Futbol her ne kadar bir takım oyunu olsa da, her an gidişatı değiştirecek, bireysel anlamda “özel” diyebileceğiniz yetenekli oyuncunuz varsa, bir şekilde sonuç alabiliyorsunuz. Bunun son örneğini Pazar günü Bayburt’ta gördük. Tam 6 ilk 11 oyuncusundan yoksun şekilde sahaya çıkan Çorum FK, iyi oynamamasına rağmen çok kritik bir galibiyet aldı.

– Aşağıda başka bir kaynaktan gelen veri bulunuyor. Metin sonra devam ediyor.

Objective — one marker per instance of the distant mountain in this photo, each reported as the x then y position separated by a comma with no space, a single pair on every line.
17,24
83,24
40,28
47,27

Kredinin erken tüketilmesi nedeniyle, iç sahada alınan Sivas yenilgisi, Bayburt maçını bir anda “kader” maçı haline getirdi. Kaybetme lüksünün olmadığı kritik maç öncesinde Hasan Küçük, Murat Yıldırım ve en son Muhsin Yıldırım’ın da oynayamayacağının açıklamasıyla karamsar bir hava oluştu. Sahaya çıkacak onbir merak konusu oldu.

Eksik oyuncu sayının bir hayli fazla olması, savunma ve orta saha kurgusunu iyice bozdu. Sefa Akın’ı stopere koyan Ahmet Hoca, Salih Zafer’i ortaya kaydırdı. Aynı anda oynayamazlar dediğimiz futbolculardan Mehmet Gürkan ileride tek forvet kalırken, Batuhan maça yedek kulübesinde başladı. Günün sürprizi, kaptan Umut Kaya’nın ilk 11’de başlaması oldu. Çünkü, deneyimli futbolcunun kupa maçı ya da Etimesgut Belediye maçıyla dönmesi öngörülüyordu.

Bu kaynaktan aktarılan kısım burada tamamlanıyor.